Il cattivo di Batman V Superman è il miliardario Lex Luthor (Jesse Eisenberg), un mash-up tra Donald Trump per irruenza e cafoneria e Mark Zuckerberg per nerdismo e psicosi. Lex Luthor incarna un altro elemento importante di questo surreale 2016: la perdita di fiducia nella tecnologia come forza salvifica. Il 2016 è stato l’anno in cui ci siamo resi conto che la tecnologia può diventare uno strumento di controllo e di repressione: abbiamo metabolizzato le vicende di Snowden e dell’NSA, abbiamo assistito al disumano trattamento in carcere di Chelsea Manning e, in modi diversi, colossi come Google, Facebook e Amazon hanno gettato la maschera mostrandoci una faccia ben diversa da quella dell’innovazione benevola e inclusiva che promettevano. Tra evasione fiscale, scalate imperialistiche ai mercati della banda larga cinese e indiano, inaccettabile trattamento della forza lavoro, i colossi della rete (e di conseguenza i loro prodotti) hanno cominciato a essere percepiti in modo diverso.

Questa sfiducia non ha scalfìto i videogiochi che hanno continuato a essere più pervasivi che mai. Pokémon Go, in particolare, è stato il fenomeno dell’anno con il suo mix di geolocalizzazione, realtà aumentata e personaggi colorati e accattivanti. A guardarlo bene è il gioco più surrealista mai realizzato: manipola la realtà intorno a noi, il nostro quartiere, la strada che facciamo per andare al lavoro tutti i giorni e lo popola di fantasiose creature da acchiappare. È l’ennesima porta della percezione che si apre, l’ennesima faccia di una realtà che è sempre meno un solido regolare e sempre più un prisma sfaccettato e incontrollabile. D’altra parte, grazie alla tecnologia consumer di aziende come Oculus (acquistata da Facebook) e GoPro, la realtà virtuale ha cominciato a entrare davvero nelle nostre vite in maniera pervasiva.
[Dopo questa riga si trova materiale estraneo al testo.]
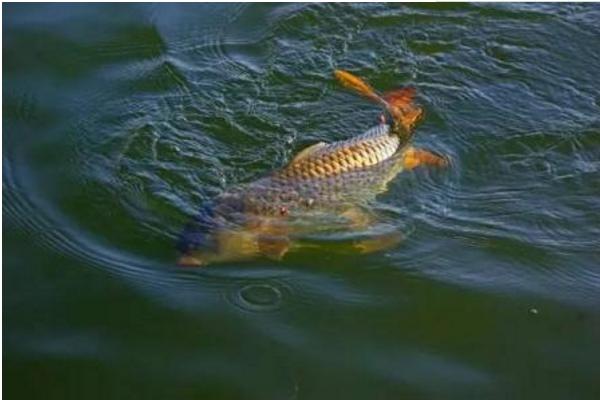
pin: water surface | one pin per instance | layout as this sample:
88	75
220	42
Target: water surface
120	120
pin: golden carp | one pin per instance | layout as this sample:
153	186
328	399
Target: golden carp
326	186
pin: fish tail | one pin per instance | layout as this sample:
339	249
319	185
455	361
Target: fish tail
399	103
357	84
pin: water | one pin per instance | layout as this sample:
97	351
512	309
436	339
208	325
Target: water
120	120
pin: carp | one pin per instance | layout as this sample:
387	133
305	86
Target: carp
327	186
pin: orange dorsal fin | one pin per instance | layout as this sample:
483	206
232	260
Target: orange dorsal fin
355	83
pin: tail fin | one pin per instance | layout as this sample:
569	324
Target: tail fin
399	103
355	83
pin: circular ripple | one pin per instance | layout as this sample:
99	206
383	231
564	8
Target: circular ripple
259	297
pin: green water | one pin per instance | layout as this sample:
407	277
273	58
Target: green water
119	121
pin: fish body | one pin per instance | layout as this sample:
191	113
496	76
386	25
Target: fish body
326	185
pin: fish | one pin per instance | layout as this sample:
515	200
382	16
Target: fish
327	186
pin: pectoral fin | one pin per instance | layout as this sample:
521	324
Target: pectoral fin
414	157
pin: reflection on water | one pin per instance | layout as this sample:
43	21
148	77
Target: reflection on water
120	121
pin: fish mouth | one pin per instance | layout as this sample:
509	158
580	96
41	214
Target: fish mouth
187	260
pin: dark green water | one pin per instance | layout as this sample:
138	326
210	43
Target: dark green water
119	121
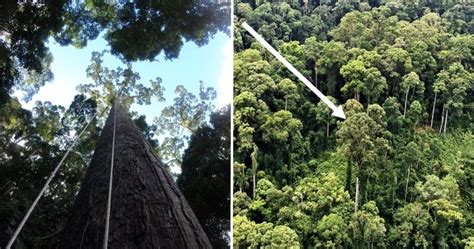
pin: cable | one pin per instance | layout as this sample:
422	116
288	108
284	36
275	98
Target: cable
30	210
109	197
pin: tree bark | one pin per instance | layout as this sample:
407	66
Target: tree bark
148	210
327	128
446	120
356	203
406	184
432	112
315	75
253	189
442	121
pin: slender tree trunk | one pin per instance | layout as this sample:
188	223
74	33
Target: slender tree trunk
253	189
406	184
356	203
442	121
446	120
315	75
327	128
432	112
406	100
148	209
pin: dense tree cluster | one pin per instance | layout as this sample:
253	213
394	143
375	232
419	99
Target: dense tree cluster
33	142
397	172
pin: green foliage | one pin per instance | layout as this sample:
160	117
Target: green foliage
384	177
205	169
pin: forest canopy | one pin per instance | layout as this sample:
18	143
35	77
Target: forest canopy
32	142
398	172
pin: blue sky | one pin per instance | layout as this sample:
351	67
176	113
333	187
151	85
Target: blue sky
211	63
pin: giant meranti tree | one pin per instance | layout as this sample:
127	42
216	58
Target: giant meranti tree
147	208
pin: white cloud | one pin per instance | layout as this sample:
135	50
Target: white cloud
224	83
60	91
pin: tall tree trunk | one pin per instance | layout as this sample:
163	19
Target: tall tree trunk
148	209
356	203
406	100
446	120
432	112
442	121
327	128
316	75
406	184
253	189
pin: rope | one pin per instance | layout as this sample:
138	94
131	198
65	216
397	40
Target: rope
109	197
30	210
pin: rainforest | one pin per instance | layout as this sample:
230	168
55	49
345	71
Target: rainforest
398	172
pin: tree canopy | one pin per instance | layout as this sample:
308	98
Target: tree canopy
396	172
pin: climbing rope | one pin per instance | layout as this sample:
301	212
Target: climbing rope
109	197
30	210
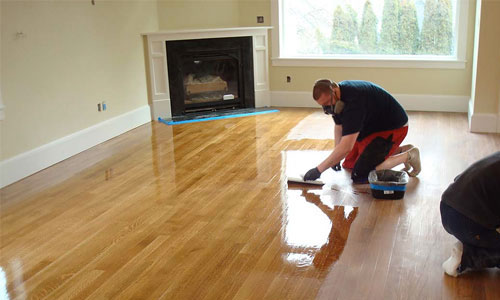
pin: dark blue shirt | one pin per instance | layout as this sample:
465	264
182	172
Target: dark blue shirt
475	193
368	108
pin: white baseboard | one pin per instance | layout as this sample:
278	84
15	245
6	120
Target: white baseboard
409	102
484	123
30	162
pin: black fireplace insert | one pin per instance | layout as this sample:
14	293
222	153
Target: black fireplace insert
210	74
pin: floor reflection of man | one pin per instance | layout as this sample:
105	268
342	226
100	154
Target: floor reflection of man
332	249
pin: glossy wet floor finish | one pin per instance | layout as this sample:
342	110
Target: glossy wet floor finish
204	211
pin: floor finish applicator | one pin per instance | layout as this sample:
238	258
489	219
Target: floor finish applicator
300	179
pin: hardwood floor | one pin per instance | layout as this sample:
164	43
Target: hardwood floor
204	211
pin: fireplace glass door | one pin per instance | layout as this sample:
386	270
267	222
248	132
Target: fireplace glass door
210	81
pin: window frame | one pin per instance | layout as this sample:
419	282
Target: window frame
375	61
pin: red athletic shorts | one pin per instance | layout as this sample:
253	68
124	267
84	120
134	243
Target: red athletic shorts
398	135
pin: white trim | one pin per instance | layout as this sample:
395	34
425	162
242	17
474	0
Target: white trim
30	162
357	61
484	123
444	103
368	63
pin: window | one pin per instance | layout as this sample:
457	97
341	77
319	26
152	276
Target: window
406	33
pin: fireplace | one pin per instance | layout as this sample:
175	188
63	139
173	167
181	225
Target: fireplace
240	52
210	74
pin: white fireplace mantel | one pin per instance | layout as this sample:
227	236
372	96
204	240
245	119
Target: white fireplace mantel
157	62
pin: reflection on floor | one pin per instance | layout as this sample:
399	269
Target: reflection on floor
315	231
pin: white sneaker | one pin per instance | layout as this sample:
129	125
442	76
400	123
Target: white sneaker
414	161
450	266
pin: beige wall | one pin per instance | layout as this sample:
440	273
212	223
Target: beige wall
250	9
189	14
72	56
486	88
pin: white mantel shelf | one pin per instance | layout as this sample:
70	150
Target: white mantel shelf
157	62
205	30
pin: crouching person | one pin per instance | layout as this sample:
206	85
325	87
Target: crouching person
470	210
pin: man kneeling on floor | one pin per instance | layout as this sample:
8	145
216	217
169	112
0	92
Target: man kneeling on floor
470	210
369	128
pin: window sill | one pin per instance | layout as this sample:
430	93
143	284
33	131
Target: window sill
369	62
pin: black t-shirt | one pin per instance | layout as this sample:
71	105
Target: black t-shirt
368	108
475	193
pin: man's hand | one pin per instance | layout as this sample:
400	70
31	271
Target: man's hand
312	174
337	167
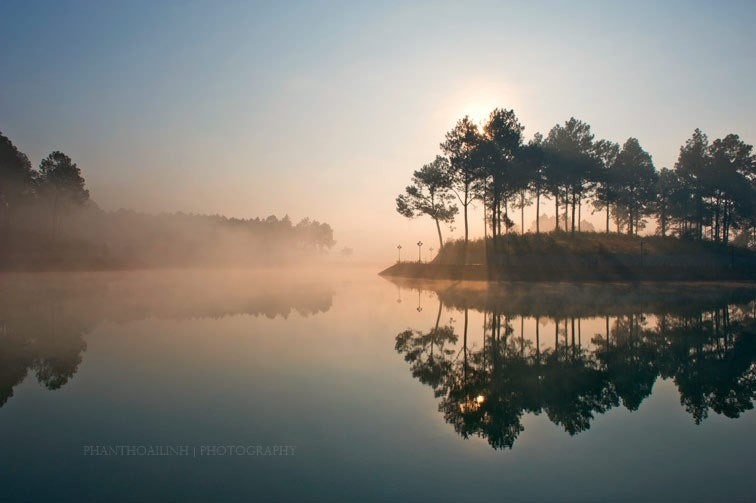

Il 2016, dunque è stato un anno di trasformazioni. In 365 giorni gli equilibri del mondo sono cambiati in modo radicale. Ci sono stati terremoti, guerre, lutti e catastrofi, come sempre. La sensazione è che questi cambiamenti stiano lasciando un segno forte. Da una parte ci sentiamo più insicuri: tutto intorno a noi sembra più incerto e mutevole che mai. Tutto, a cominciare dalla terra che ha tremato sotto ai nostri piedi in buona parte dell’Italia. Eppure forse questo è l’anno in cui di più abbiamo preso coscienza che la conoscenza che abbiamo accumulato fino ad ora, le reti che abbiamo intessuto grazie ai nuovi media, il lavoro che in modi diversi abbiamo fatto su noi stessi, ci sta dando forza. Il 2016 non è stato solo distopia e insicurezza: per molti di noi, soprattutto donne, gay, trans e minoranze, è stato un anno di presa di coscienza identitaria. La cosa davvero surreale è forse questa: in questo mondo così indecifrabile e inafferrabile molti di noi si stanno scoprendo più forti. Ma questa è una storia ancora tutta da scrivere.